Al otro lado de la puerta está el recinto de las bestias. Durante la noche duermen. Por allí discurre un riachuelo y pueden beber agua. Más allá, en lo que alcanza la vista, se extienden los manzanos. Los árboles se suceden hasta el infinito como un mar de vegetación.

En la parte oeste de la muralla se alzaban tres atalayas a las que se accedía por escalas. Las torres tenían ventanas enrejadas, provistas de sencillos sobradillos para protegerlas de la lluvia, desde donde podía observarse, allá abajo, a las bestias.

—Sólo tú vienes a verlas, ¿sabes? —dijo el guardián—. Bueno, es lógico.
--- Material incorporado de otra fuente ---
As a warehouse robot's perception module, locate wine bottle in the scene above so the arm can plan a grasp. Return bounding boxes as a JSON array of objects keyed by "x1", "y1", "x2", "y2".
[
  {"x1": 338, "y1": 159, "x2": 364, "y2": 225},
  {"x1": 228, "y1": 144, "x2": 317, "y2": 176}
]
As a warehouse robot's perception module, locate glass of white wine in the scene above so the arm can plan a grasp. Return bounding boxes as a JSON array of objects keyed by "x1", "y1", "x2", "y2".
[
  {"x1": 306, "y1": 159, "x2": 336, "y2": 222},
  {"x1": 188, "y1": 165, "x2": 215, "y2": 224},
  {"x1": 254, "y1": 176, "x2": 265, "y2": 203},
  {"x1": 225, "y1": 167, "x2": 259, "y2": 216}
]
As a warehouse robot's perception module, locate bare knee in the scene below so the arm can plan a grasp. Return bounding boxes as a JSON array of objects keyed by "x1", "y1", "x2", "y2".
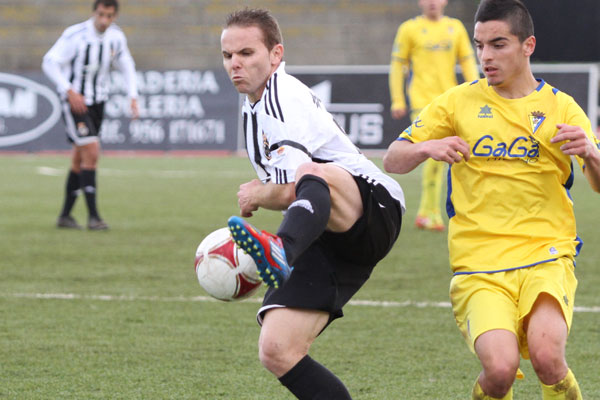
[
  {"x1": 258, "y1": 335, "x2": 307, "y2": 377},
  {"x1": 480, "y1": 359, "x2": 519, "y2": 398},
  {"x1": 296, "y1": 162, "x2": 325, "y2": 182},
  {"x1": 529, "y1": 347, "x2": 568, "y2": 385}
]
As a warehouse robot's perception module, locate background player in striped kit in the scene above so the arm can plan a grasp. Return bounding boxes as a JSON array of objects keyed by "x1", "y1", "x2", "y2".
[
  {"x1": 389, "y1": 0, "x2": 479, "y2": 231},
  {"x1": 221, "y1": 9, "x2": 404, "y2": 400},
  {"x1": 42, "y1": 0, "x2": 138, "y2": 230},
  {"x1": 384, "y1": 0, "x2": 600, "y2": 400}
]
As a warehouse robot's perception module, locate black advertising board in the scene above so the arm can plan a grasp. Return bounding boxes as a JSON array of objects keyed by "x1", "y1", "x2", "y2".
[
  {"x1": 0, "y1": 64, "x2": 598, "y2": 152},
  {"x1": 0, "y1": 70, "x2": 238, "y2": 151}
]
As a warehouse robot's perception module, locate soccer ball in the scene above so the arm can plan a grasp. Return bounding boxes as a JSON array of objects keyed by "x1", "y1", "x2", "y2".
[{"x1": 195, "y1": 228, "x2": 261, "y2": 301}]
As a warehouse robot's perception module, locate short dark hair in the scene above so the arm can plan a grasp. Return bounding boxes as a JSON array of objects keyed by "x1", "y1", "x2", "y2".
[
  {"x1": 475, "y1": 0, "x2": 533, "y2": 42},
  {"x1": 225, "y1": 8, "x2": 283, "y2": 50},
  {"x1": 92, "y1": 0, "x2": 119, "y2": 13}
]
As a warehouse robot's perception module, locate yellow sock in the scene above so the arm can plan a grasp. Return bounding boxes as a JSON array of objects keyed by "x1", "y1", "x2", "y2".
[
  {"x1": 418, "y1": 158, "x2": 444, "y2": 217},
  {"x1": 540, "y1": 369, "x2": 583, "y2": 400},
  {"x1": 471, "y1": 378, "x2": 512, "y2": 400}
]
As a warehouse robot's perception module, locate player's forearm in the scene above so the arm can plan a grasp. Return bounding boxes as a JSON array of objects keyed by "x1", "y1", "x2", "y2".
[
  {"x1": 383, "y1": 140, "x2": 429, "y2": 174},
  {"x1": 584, "y1": 151, "x2": 600, "y2": 193}
]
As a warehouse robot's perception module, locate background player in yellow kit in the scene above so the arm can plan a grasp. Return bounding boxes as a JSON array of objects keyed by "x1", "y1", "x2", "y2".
[
  {"x1": 389, "y1": 0, "x2": 479, "y2": 231},
  {"x1": 384, "y1": 0, "x2": 600, "y2": 400}
]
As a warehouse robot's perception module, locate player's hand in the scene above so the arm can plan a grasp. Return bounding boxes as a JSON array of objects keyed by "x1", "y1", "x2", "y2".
[
  {"x1": 550, "y1": 124, "x2": 598, "y2": 160},
  {"x1": 238, "y1": 179, "x2": 263, "y2": 218},
  {"x1": 131, "y1": 99, "x2": 140, "y2": 119},
  {"x1": 67, "y1": 89, "x2": 87, "y2": 114},
  {"x1": 423, "y1": 136, "x2": 470, "y2": 165},
  {"x1": 392, "y1": 108, "x2": 406, "y2": 119}
]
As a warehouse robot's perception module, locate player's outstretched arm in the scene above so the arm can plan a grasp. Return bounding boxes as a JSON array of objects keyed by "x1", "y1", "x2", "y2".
[
  {"x1": 383, "y1": 136, "x2": 470, "y2": 174},
  {"x1": 551, "y1": 124, "x2": 600, "y2": 193}
]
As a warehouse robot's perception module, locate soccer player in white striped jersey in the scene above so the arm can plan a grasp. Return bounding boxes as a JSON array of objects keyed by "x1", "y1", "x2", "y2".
[
  {"x1": 221, "y1": 9, "x2": 404, "y2": 400},
  {"x1": 42, "y1": 0, "x2": 138, "y2": 230}
]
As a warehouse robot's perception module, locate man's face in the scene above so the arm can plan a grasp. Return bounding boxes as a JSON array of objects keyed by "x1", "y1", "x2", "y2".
[
  {"x1": 94, "y1": 4, "x2": 117, "y2": 33},
  {"x1": 221, "y1": 26, "x2": 283, "y2": 103},
  {"x1": 419, "y1": 0, "x2": 448, "y2": 20},
  {"x1": 474, "y1": 21, "x2": 535, "y2": 86}
]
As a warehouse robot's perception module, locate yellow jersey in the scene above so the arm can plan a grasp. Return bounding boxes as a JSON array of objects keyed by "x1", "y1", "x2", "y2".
[
  {"x1": 389, "y1": 16, "x2": 479, "y2": 110},
  {"x1": 398, "y1": 79, "x2": 600, "y2": 274}
]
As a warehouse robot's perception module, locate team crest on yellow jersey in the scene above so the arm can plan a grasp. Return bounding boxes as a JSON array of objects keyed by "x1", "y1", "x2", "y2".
[{"x1": 529, "y1": 111, "x2": 546, "y2": 135}]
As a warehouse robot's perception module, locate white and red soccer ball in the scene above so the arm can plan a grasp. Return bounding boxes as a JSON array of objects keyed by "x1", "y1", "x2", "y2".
[{"x1": 195, "y1": 228, "x2": 261, "y2": 301}]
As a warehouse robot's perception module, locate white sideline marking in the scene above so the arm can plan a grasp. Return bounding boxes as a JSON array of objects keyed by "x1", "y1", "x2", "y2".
[
  {"x1": 0, "y1": 293, "x2": 600, "y2": 313},
  {"x1": 36, "y1": 166, "x2": 239, "y2": 178}
]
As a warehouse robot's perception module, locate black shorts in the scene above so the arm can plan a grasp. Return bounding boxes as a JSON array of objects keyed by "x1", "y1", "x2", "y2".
[
  {"x1": 257, "y1": 176, "x2": 402, "y2": 324},
  {"x1": 63, "y1": 101, "x2": 104, "y2": 146}
]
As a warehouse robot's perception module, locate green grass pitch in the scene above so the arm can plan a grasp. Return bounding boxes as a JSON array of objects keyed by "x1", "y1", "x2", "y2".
[{"x1": 0, "y1": 155, "x2": 600, "y2": 400}]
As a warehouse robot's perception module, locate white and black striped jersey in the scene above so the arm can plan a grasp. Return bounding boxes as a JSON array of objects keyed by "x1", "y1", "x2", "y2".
[
  {"x1": 242, "y1": 62, "x2": 405, "y2": 210},
  {"x1": 42, "y1": 18, "x2": 138, "y2": 105}
]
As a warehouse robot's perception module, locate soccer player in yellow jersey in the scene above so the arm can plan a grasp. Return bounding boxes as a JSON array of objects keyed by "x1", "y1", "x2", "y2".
[
  {"x1": 384, "y1": 0, "x2": 600, "y2": 400},
  {"x1": 389, "y1": 0, "x2": 479, "y2": 231}
]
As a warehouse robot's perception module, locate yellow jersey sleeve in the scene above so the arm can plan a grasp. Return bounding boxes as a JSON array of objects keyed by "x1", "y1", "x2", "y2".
[
  {"x1": 389, "y1": 21, "x2": 410, "y2": 110},
  {"x1": 399, "y1": 79, "x2": 598, "y2": 274}
]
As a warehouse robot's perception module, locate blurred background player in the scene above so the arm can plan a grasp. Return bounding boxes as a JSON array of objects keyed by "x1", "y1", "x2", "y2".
[
  {"x1": 384, "y1": 0, "x2": 600, "y2": 400},
  {"x1": 221, "y1": 9, "x2": 404, "y2": 400},
  {"x1": 389, "y1": 0, "x2": 479, "y2": 231},
  {"x1": 42, "y1": 0, "x2": 138, "y2": 230}
]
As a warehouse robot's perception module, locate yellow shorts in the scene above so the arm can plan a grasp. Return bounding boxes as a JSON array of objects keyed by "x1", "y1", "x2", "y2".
[{"x1": 450, "y1": 257, "x2": 577, "y2": 359}]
Es porque acabas de llegar. Cuando lleves cierto tiempo aquí, te acostumbrarás y harás como todo el mundo. Dejarán de interesarte, ya lo verás. Porque sólo durante la primera semana de primavera las cosas son distintas, ¿sabes?

El guardián me contó que, sólo durante la primera semana de primavera, la gente subía a las atalayas a contemplar cómo luchaban las bestias. Sólo durante ese periodo —únicamente una semana antes de que las hembras empezaran a parir, justo cuando mudaban el pelo—, los machos olvidaban su placidez habitual para desplegar una brutalidad sin límites y herirse unos a otros. Y de la gran cantidad de sangre vertida sobre la tierra nacía un nuevo orden y una nueva vida.